8. Anti_Vowel


#1

Hi people, I'm stuck on this what I believe is some sort of syntax error as the Python version I'm used to has slightly different syntax.
Here is my code:

def anti_vowel(text):
    vowels = ["a", "i", "e", "o", "u", "A", "I", "E", "O", "U"]
    anti = []
    for i in text:
        if i in vowels:
            pass
        else:
            anti.append(i)
    return anti

and here is the error message:

Oops, try again. Your function fails on anti_vowel("Hey look Words!"). It returns "['H', 'y', ' ', 'l', 'k', ' ', 'W', 'r', 'd', 's', '!']" when it should return "Hy lk Wrds!".

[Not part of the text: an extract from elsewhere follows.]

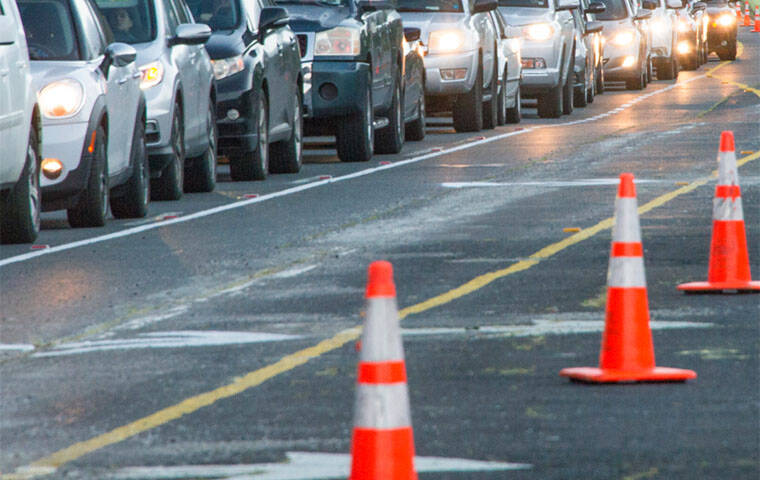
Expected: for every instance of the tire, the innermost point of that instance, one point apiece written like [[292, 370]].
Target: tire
[[200, 174], [20, 210], [92, 207], [415, 130], [390, 139], [468, 107], [287, 155], [514, 114], [355, 134], [491, 107], [133, 196], [170, 185], [254, 165]]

So any help regarding this error will be appreciated! Thanks


#2

you return a list, you should return a string. There are two things you can do, one change anti into a string:

anti = ""

and then append to the string:

anti += i

but this is an extensive operation,recommended is to use "".join() in your current code:

return "".join(anti)

join is a built in function, which joins a list into a string. the "" indicates what is used for the joining.


#3

Thanks for the reply! It worked out with the changing it into a string but can see how it can get extensive with longer codes/programs.The join function seems the more logical solution out of the two though.


#4

sorry, i should clarify. What i mean is that when using the first solution i showed you (with the string), you can't add to a string, a copy has to be made of the string each time. Which is not really nice for the performance of your program.

I said the join was the recommended method? Either way, good to hear you passed. also, you could use the not keyword:

if i not in vowels:

this means you don't need an else.


#5

I see, thanks for the feedback, really helped me!


#6